Des zones à haut risque
L'analyse du TIV quantifie comment les panaches de vapeur les plus intenses, mesurés chaque année et susceptibles d'alimenter des tempêtes violentes, se sont intensifiés dans presque toutes les régions terrestres du monde. Dans certaines régions, notamment des parties de l'Afrique de l'Ouest, de la Méditerranée, de l'Asie du Sud-Est et de l'Europe du Nord, le TIV maximal a augmenté de plus de 15 % en seulement trois décennies.
Comme à Valence, de nombreuses pires tempêtes de 2024 se sont produites dans des zones où les flux de vapeur maximaux augmentent le plus rapidement. Au Vietnam, au Myanmar et en Thaïlande, où plus de 600 personnes ont été tuées par le super typhon Yagi en septembre 2024, les panaches d'humidité les plus forts ont augmenté en moyenne de 4,4 à 6,6 % au cours des trois dernières décennies.

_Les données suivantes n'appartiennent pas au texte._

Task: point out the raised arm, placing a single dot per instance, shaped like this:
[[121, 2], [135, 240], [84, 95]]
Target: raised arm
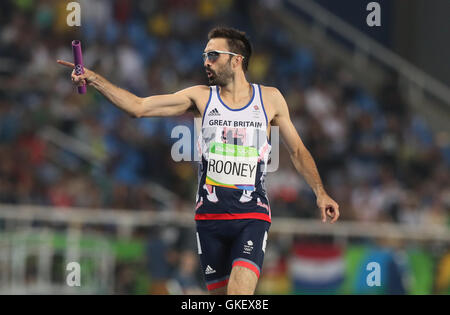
[[300, 156], [157, 105]]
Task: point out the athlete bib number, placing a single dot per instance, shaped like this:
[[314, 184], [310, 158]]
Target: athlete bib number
[[232, 166]]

Le Népal, qui a subi ses pluies les plus intenses depuis au moins un demi-siècle quelques semaines plus tard, a vu ses panaches de vapeur les plus forts s'intensifier à un rythme presque trois fois supérieur à la moyenne mondiale.
Chacune de ces catastrophes a été associée à un panache d'humidité record ou quasi record et s'est classée parmi les 1 % des événements pluviométriques les plus intenses jamais enregistrés dans leurs régions respectives.
Panaches intenses : des "lances à incendie" atmosphériques
Les courants de vapeur les plus intenses, qui se classent parmi les 10 % supérieurs pour une région donnée, ont coïncidé avec plus d'un tiers de tous les jours de fortes pluies (se classant parmi les 5 % supérieurs pour cette même zone) au cours des trois dernières décennies.
La Corée du Sud, un cas emblématique
Peu de pays se distinguent plus que la Corée du Sud, où les flux de vapeur maximaux ont augmenté en moyenne de 8,9 %, soit environ deux fois et demie la moyenne mondiale, et où près de 70 % de tous les jours de fortes pluies coïncident avec des flux d'humidité intenses.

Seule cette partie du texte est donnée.